读取选项卡分隔数据到R [英] Reading Tab Delimited Data in to R

查看:148
本文介绍了读取选项卡分隔数据到R的处理方法,对大家解决问题具有一定的参考价值,需要的朋友们下面随着小编来一起学习吧!

问题描述



首先我尝试过:

  data<  -  read.table(data.csv,sep =\t)

但它正在读取一些数字变量作为因子



所以我试图读取数据基于什么类型我想要每个变量是这样的:

  data<  -  read.table(data.csv \t,colClasses = c(character,numeric,numeric,character,boolean,numeric))

但是当我尝试这个时,它给我一个错误:


(4)'

(file,what,nmax,sep,dec,quote,skip,nlines, / blockquote>

我认为可能是原始文件中有一些数字值,但我不确定。

解决方案

没有看到您的数据,您有以下几种情况之一:您没有所有选项卡分隔数据;在单个观察中有嵌入的选项卡;或其他人的遗嘱。
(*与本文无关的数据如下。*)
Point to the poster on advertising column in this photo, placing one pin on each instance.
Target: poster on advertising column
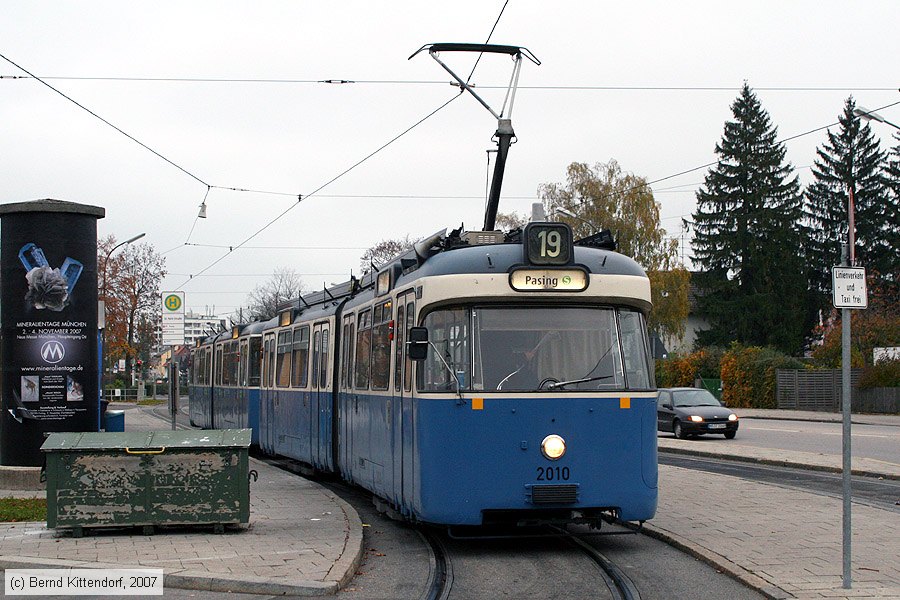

你可以排序的方法是设置选项(stringsAsFactors = FALSE)然后使用你的第一行。



检查 str(data),并尝试找出哪些行是罪魁祸首。一些数值作为因子读取的原因是因为在该列中有一些R将其解释为一个字符,因此它将整个列强制为字符。它通常需要一些挖掘,但问题几乎肯定与您的输入文件。



这是一个常见的数据变化问题,祝你好运!


I am trying to read a large tab delimited file in to R.

First I tried this:

data <- read.table("data.csv", sep="\t")

But it is reading some of the numeric variables in as factors

So I tried to read in the data based on what type I want each variable to be like this:

data <- read.table("data.csv", sep="\t", colClasses=c("character","numeric","numeric","character","boolean","numeric"))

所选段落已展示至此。